Mi duole dirlo, ma dopo quello che è successo negli ultimi anni, sia nella situazione pandemica gestita in maniera oltraggiosa per i diritti umani, sia per ciò che continua a succedere in Palestina, credevo di non vivere mai quello che ho vissuto e sto vivendo in questi tempi, perché sono cresciuto con i valori che mi hanno insegnato a scuola, di non commettere più guerre inutili e genocidi. Quando ho iniziato a vedere e a capire cosa stesse succedendo, la mia convinzione è quella di dover iniziare tutto da capo. Perché credevo che dagli errori del passato, forse, non si sarebbe ripetuto. Come credevo che dall’omicidio di Falcone, Paolo Borsellino, il giudice Rosario Livatino, non saremmo poi arrivati a tutt’oggi, in cui ancora muoiono persone ammazzate. Le nuove generazioni devono continuare a lavorare su questo aspetto. Va detto e va insegnato il male. Va insegnato il pericolo al fine di poterlo evitare, che sia il favore fatto dal politico di turno per avere voti, il personaggio che ci vende la droga, i guadagni facili. È questo che la generazione attuale deve comprendere. Per raggiungere obiettivi importanti, in un mondo in cui i social offrono il guadagno facile, bisogna dare loro opportunità con cui si raggiungono obiettivi attraverso il sacrificio. Credo che il sacrificio possa far maturare coscienze civiche e possa costruire uomini pronti ad affrontare la vita in maniera diversa.
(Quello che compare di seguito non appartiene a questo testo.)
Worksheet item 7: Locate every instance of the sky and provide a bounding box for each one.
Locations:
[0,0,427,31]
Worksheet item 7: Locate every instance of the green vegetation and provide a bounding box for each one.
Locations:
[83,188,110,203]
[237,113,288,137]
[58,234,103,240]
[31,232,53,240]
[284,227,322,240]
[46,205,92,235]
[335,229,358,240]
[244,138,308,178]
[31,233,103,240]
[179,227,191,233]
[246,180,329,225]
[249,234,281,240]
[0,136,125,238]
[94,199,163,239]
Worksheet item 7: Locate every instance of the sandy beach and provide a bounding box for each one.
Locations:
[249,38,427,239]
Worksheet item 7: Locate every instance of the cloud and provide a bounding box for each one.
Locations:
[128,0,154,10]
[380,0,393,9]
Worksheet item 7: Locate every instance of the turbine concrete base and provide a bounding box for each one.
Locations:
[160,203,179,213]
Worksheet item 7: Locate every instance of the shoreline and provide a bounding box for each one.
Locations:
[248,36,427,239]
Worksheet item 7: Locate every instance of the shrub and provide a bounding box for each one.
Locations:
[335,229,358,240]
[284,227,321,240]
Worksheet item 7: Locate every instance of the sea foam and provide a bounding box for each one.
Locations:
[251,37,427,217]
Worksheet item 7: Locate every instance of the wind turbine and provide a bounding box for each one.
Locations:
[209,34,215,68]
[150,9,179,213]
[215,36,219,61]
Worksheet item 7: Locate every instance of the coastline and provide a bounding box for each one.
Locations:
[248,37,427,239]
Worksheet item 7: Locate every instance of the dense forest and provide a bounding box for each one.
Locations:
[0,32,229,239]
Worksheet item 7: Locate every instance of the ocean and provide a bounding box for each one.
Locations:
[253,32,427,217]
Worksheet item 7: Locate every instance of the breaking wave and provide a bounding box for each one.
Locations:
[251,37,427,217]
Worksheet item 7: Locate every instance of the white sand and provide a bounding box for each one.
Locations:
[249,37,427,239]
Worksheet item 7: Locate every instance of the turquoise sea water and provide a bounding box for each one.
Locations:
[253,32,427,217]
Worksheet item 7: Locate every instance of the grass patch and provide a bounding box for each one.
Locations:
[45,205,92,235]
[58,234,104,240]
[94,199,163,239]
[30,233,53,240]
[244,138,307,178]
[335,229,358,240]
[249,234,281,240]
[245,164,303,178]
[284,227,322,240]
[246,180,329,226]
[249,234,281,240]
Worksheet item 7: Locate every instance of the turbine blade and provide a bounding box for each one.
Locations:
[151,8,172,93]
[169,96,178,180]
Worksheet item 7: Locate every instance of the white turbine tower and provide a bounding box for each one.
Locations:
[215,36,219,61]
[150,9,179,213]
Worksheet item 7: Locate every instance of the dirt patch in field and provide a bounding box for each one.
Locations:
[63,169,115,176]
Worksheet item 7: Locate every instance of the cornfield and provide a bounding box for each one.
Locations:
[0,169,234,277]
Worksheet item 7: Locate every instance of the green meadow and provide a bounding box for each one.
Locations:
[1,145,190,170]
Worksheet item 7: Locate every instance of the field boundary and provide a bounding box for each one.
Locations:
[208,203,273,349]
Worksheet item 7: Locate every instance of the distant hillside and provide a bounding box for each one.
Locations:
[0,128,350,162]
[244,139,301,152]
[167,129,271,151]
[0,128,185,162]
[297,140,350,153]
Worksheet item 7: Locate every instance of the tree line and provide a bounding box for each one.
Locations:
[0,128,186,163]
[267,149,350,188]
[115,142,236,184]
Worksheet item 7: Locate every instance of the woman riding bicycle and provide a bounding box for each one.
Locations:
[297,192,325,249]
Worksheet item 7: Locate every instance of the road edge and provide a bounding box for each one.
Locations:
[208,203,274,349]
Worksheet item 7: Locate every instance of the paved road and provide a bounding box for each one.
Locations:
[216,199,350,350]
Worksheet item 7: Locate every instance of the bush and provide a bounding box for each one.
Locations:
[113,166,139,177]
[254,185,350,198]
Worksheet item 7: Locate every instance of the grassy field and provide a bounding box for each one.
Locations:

Prendere posizione e fare il proprio lavoro come si deve l’ha reso un personaggio scomodo. Parlando della nostra società, quali segnali d’allarme crede nasconda questo fenomeno?
Purtroppo, parliamo di un sistema di cultura di tipo popolare. Nel mio lavoro l’ho riscontrata tantissimo in casi di persone che hanno commesso reati proprio per l’appartenenza a una cultura popolare. La cultura popolare consiste nell’affidarsi al politico di turno, ad esempio, per avere concessioni di un diritto che noi già abbiamo, perché si ha la convinzione che quella sia la strada più breve. Il sistema della subcultura popolare può essere anche quello in cui si chiede all’amico di farci una raccomandazione, di farci avere un posto migliore. Questo è un sistema ben radicato. Per scardinarlo ognuno dovrebbe semplicemente fare il proprio dovere. Per questo motivo è importante costruire le nuove generazioni sul concetto di responsabilità individuale e collettiva, sui diritti umani, sulla legalità, sulla responsabilità civica. Perché altre culture europee, come quelle del nord, non distruggono le panchine nei posti pubblici, al contrario di ciò che succede qui? Perché qui c’è una coscienza civica che manca. C’è l’indifferenza di dire «non succede a me, l’importante è che succede agli altri», come con l’omicidio di mio padre. Nel mio libro ho raccolto il pensiero di Lévinas, vittima della Shoah, perché noi non riconosciamo più noi stessi negli altri. Siamo diventati delle monadi che non riescono più a dialogare con l’altra parte di noi, ovvero l’essere umano.